Re: [PATCH drm-misc-next 1/3] drm/sched: implement dynamic job flow control

Danilo Krummrich <dakr@xxxxxxxxxx> · Wed, 27 Sep 2023 13:45:37 +0200

On 9/27/23 09:25, Boris Brezillon wrote:
On Wed, 27 Sep 2023 02:13:59 +0200
Danilo Krummrich <dakr@xxxxxxxxxx> wrote:

On 9/26/23 22:43, Luben Tuikov wrote:
Hi,

On 2023-09-24 18:43, Danilo Krummrich wrote:
Currently, job flow control is implemented simply by limiting the amount
of jobs in flight. Therefore, a scheduler is initialized with a
submission limit that corresponds to a certain amount of jobs.

"certain"? How about this instead:
" ... that corresponds to the number of jobs which can be sent
    to the hardware."?

This implies that for each job drivers need to account for the maximum
                                  ^,
Please add a comma after "job".

job size possible in order to not overflow the ring buffer.

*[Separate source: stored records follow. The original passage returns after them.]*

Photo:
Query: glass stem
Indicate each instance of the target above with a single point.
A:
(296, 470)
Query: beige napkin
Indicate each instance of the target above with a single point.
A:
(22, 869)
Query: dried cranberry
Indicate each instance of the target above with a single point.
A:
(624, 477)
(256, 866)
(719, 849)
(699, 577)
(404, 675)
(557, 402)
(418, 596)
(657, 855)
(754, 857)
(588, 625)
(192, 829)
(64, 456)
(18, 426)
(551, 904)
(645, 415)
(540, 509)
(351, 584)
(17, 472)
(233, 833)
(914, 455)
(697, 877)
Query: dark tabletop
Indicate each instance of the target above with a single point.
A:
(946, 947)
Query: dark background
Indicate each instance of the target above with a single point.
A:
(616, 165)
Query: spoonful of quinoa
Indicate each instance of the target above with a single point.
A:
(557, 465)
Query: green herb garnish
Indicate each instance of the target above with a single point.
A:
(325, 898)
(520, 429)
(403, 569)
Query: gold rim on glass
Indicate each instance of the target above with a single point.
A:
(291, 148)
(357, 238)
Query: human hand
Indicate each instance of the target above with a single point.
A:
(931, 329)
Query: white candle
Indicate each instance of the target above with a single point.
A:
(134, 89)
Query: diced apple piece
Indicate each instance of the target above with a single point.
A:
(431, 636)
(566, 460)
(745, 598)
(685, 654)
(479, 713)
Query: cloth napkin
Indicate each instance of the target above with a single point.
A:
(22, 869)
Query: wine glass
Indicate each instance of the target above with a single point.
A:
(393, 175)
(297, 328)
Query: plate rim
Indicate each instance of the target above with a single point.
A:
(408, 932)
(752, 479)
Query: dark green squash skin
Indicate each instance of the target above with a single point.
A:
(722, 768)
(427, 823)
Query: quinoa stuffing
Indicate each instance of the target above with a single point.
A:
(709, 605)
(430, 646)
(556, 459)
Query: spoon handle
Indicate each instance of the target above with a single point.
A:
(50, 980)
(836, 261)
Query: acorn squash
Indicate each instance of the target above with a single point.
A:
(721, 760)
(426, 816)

Well, different hardware designs would implement this differently.
Ideally, you only want pointers into the ring buffer, and then
the hardware consumes as much as it can. But this is a moot point
and it's always a good idea to have a "job size" hint from the client.
So this is a good patch.

Ideally, you want to say that the hardware needs to be able to
accommodate the number of jobs which can fit in the hardware
queue times the largest job. This is a waste of resources
however, and it is better to give a hint as to the size of a job,
by the client. If the hardware can peek and understand dependencies,
on top of knowing the "size of the job", it can be an extremely
efficient scheduler.

However, there are drivers, such as Nouveau, where the job size has a
rather large range. For such drivers it can easily happen that job
submissions not even filling the ring by 1% can block subsequent
submissions, which, in the worst case, can lead to the ring run dry.

In order to overcome this issue, allow for tracking the actual job size
instead of the amount job jobs. Therefore, add a field to track a job's

"the amount job jobs." --> "the number of jobs."

Yeah, I somehow manage to always get this wrong, which I guess you noticed
below already.

That's all good points below - gonna address them.

Did you see Boris' response regarding a separate callback in order to fetch
the job's submission units dynamically? Since this is needed by PowerVR, I'd
like to include this in V2. What's your take on that?

My only concern with that would be that if I got what Boris was saying
correctly calling

WARN_ON(s_job->submission_units > sched->submission_limit);

from drm_sched_can_queue() wouldn't work anymore, since this could indeed happen
temporarily. I think this was also Christian's concern.

Actually, I think that's fine to account for the max job size in the
first check, we're unlikely to have so many native fence waits that our
job can't fit in an empty ring buffer.

But it can happen, right? Hence, we can't have this check, do we?